Carbon emission trading has the potential to reduce greenhouse gases and possibly become the world’s leading derivatives product, but which exchange should be used? How do you determine the market value? “The more liquid the market, the more efficient the market, and what you’re doing here is that you have all these piecemeal markets popping up, none of which may be entirely efficient,” says Grant. “The larger the market base, probably the more efficient that’s going to be and you’ll have a more efficient transfer of wealth and more efficient market price there.”
Grant says he feels there is widespread support for doing something to curtail greenhouse gas emissions, even if there’s disagreement about which strategy to take. “I think even the companies that are going to be responsible for incurring a cost as a result are largely onboard now. I think everyone recognizes it has to happen and it’s going to happen, they just want to make sure that they all understand the rules they have to play by. It’s really made difficult by the fact you’ve got all these different jurisdictions doing something different and until you see a consensus building as to where you’re headed, it’s going to be confusing to everybody involved.”
Andersen says a happy compromise may be a combination of a carbon tax and cap-and-trade systems. “Is a carbon tax something we’re going to see going forward? It’s a hard thing to imagine,” he says. “I know George Bush has proposed and received a significant amount of criticism on carbon tax in the U.S. but my guess is you’re going to see some combination in some of the different provinces across Canada of a carbon tax and also a cap-and-trade system. I also believe B.C. is also proposing a cap-and-trade system for certain of its large industries.”

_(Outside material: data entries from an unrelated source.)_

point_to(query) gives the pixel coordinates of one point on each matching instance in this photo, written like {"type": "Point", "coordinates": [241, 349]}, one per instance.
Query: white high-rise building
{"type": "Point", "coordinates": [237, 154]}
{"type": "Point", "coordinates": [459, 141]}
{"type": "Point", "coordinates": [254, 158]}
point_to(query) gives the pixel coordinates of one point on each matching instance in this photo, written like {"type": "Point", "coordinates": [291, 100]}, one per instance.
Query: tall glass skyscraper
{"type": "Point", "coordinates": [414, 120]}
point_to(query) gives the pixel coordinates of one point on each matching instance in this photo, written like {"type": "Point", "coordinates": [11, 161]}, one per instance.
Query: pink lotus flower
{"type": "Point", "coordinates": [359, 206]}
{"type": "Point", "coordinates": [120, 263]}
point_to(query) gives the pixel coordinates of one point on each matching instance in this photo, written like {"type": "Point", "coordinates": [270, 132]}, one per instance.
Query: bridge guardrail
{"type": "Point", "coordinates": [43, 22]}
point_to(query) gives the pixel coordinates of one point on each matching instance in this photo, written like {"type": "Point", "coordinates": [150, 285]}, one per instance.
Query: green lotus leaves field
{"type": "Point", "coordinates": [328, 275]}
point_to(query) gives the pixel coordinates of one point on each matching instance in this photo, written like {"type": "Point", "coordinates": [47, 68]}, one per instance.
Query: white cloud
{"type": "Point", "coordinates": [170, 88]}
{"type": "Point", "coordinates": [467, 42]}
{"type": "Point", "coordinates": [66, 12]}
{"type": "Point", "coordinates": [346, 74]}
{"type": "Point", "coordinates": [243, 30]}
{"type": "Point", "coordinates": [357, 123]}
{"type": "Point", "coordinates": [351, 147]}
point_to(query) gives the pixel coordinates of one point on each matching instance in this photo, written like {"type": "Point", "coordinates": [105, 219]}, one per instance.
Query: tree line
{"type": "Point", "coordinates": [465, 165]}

However, says Andersen, that still leaves the issue of piecemeal regulation of greenhouse gases across Canada. “You’re going to have different regulations across different provinces and you’re going to have a very difficult time creating a true market price because you will have an Alberta market price and possibly a B.C. or Quebec market price for different greenhouse gas credits, or on a tax basis,” he says.
And, just as there are concerns over carbon tax, there are also problems inherent in implementing a cap-and-trade system, says Andersen. “How do you determine what the level of greenhouse gas emissions, or conversely credits, a facility or a type of activity generates? That’s going to vary across all sorts of industries and all sorts of facilities.
“So you have to get parties to agree on how you measure that and how often you measure that. Then there’s a significant cost component in terms of actually determining what your emissions or credits are going to be on not only an initial basis but on an ongoing basis,” he says. “What those costs are and how you get there are far from clear right now.”